6. The quantitative detection method for blended coal components based on machine vision according to claim 4, wherein Respectively extract features from each of the single coal images to respectively obtain the feature information of each of the single coal images, including: Calculate the overall gray value of each of the single coal images to obtain the gray feature of each of the single coal images; Based on a preset mathematical operation shape method, extract the morphological features of each of the single coal images to obtain the morphological features of each of the single coal images; Adopt the principal component analysis method to extract the texture features of each of the single coal images to obtain the contour features of each of the single coal images; Based on the gray feature of each of the single coal images, the morphological feature of each of the single coal images and the contour feature of each of the single coal images, determine the feature information of each of the single coal images.

7. Application of a method for quantitatively detecting the components of blended coal based on machine vision according to any one of claims 1-6 in coal quality inspection.
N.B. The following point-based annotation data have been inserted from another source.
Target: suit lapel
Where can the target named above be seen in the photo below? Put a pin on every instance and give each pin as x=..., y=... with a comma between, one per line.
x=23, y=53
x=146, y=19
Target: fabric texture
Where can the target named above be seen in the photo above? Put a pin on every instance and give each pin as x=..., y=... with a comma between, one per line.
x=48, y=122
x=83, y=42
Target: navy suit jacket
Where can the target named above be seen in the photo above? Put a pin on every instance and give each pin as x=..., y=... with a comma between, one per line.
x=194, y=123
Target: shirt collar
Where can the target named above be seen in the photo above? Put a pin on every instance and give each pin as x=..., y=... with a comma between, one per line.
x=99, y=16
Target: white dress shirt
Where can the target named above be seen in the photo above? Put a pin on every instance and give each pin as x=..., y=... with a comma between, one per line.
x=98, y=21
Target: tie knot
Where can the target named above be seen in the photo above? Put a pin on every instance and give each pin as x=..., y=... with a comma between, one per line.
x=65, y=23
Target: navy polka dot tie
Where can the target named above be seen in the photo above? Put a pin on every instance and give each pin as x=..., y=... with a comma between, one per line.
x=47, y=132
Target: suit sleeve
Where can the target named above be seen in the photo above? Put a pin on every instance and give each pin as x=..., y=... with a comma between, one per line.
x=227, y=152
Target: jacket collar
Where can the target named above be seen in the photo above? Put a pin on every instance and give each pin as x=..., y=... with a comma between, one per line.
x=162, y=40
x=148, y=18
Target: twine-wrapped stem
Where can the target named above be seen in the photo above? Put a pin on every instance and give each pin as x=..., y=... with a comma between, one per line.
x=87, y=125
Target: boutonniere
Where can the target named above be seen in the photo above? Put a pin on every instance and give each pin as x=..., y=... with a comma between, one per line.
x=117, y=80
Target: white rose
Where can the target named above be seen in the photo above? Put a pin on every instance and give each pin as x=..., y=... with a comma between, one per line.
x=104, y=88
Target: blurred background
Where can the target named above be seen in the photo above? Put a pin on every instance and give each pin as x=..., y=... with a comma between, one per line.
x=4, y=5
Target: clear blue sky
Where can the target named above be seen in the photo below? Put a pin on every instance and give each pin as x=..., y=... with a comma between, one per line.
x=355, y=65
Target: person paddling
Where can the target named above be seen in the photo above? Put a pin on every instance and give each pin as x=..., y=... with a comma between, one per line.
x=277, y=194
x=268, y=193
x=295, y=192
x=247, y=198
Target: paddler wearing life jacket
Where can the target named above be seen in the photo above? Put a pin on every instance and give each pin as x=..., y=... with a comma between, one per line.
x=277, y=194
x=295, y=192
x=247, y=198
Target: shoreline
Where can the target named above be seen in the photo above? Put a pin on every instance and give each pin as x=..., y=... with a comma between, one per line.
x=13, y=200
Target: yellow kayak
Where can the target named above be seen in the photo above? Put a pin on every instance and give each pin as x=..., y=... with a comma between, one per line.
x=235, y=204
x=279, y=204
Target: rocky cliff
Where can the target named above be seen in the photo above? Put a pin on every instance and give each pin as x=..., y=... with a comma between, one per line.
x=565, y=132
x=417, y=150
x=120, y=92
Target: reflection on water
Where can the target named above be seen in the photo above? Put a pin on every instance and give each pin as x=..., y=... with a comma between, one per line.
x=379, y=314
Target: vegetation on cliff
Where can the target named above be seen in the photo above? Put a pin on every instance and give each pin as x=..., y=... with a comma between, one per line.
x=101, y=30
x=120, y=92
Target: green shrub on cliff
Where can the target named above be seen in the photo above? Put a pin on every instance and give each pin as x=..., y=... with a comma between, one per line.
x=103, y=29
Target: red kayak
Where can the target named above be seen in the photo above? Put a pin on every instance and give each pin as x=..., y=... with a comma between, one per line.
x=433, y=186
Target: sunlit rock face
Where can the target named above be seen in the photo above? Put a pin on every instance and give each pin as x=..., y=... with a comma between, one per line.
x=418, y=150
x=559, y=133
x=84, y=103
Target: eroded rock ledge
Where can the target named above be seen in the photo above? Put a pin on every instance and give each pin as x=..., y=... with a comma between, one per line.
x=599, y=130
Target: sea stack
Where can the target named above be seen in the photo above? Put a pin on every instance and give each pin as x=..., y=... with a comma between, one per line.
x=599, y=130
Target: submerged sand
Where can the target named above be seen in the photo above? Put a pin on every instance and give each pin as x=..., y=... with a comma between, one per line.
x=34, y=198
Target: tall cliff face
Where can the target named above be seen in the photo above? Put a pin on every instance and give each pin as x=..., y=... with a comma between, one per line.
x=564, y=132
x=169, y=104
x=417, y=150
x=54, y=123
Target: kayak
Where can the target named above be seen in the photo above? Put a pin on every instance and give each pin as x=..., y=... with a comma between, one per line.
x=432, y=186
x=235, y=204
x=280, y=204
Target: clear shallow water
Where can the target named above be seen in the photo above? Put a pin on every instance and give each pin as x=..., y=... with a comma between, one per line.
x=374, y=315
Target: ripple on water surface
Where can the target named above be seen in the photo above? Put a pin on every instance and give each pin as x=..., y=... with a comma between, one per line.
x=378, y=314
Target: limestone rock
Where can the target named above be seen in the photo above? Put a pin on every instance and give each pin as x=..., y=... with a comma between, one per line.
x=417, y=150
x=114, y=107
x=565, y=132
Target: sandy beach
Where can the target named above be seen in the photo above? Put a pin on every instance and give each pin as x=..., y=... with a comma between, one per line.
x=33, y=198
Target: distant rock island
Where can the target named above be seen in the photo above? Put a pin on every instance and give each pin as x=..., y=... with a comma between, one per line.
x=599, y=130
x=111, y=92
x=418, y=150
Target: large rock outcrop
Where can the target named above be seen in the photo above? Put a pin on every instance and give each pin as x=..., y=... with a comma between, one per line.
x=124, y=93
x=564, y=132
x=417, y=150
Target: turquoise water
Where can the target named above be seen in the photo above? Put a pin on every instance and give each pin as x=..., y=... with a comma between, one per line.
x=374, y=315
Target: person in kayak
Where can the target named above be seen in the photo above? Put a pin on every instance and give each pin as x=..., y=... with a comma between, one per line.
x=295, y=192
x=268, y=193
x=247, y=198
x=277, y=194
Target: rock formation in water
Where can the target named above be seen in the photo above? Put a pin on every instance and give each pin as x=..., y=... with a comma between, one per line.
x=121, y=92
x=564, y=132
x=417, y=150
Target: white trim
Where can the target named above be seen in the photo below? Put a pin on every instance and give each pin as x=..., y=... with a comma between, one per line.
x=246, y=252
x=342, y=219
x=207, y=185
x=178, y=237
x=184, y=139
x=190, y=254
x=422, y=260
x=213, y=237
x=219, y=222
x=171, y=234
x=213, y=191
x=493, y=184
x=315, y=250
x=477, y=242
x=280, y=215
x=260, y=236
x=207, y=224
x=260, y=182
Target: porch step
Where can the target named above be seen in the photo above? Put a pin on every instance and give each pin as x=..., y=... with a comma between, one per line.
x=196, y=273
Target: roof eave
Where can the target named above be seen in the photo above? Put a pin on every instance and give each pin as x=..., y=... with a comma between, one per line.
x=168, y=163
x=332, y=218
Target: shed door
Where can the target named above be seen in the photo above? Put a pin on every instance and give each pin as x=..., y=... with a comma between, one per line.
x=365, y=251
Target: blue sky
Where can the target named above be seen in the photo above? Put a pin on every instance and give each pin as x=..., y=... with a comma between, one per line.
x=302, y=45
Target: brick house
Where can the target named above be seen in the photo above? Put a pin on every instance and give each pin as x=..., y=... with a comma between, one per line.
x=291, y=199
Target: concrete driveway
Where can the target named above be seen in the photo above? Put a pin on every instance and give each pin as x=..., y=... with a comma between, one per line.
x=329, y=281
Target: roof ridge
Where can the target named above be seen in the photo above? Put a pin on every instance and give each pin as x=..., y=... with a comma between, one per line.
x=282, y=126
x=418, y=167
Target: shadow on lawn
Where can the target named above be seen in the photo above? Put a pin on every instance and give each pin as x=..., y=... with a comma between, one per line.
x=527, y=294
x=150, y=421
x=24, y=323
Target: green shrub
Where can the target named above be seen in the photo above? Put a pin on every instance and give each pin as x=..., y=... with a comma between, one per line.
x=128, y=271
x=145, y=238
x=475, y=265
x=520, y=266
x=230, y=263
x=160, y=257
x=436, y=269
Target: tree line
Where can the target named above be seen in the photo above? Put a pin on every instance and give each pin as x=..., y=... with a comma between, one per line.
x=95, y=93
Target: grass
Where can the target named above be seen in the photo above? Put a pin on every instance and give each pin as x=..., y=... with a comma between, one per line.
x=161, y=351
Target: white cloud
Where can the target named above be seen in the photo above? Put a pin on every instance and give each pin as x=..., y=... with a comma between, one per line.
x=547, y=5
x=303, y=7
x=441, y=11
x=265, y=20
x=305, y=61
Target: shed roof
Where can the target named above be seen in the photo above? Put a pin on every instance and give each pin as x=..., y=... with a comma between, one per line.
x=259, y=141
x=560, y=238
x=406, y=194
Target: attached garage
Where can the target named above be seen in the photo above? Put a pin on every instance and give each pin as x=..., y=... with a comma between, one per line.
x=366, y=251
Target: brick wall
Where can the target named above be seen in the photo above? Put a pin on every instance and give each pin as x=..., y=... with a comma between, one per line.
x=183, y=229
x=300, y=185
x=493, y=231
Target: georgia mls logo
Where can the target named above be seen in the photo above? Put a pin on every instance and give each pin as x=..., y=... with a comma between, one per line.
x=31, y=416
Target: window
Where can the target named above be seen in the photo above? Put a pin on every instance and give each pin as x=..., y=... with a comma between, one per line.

8. A device for quantitatively detecting the components of blended coal based on machine vision, characterized in that, Including: An acquisition module for acquiring a blended coal image of the blended coal to be detected, where the blended coal to be detected includes multiple single coal components; An identification module for inputting the blended coal image into a pre-trained blended coal quantitative identification model to obtain a quantitative detection result of the blended coal to be detected, where the quantitative detection result includes the coal type and content of each of the single coals in the blended coal to be detected; Wherein, the blended coal quantitative identification model is trained by multiple target blended coal sample images, and each of the target blended coal sample images corresponds to the coal type and content of each of the single coals in multiple single coals.

9. An electronic device, characterized in that, Including a processor, and the processor is coupled to a memory; The processor is configured to execute a computer program stored in the memory so that the electronic device executes the method according to any one of claims 1 to 6.

10. A computer-readable storage medium, characterized in that, Including a computer program or instruction, when the computer program or instruction runs on a computer, the computer is caused to execute the method according to any one of claims 1-6.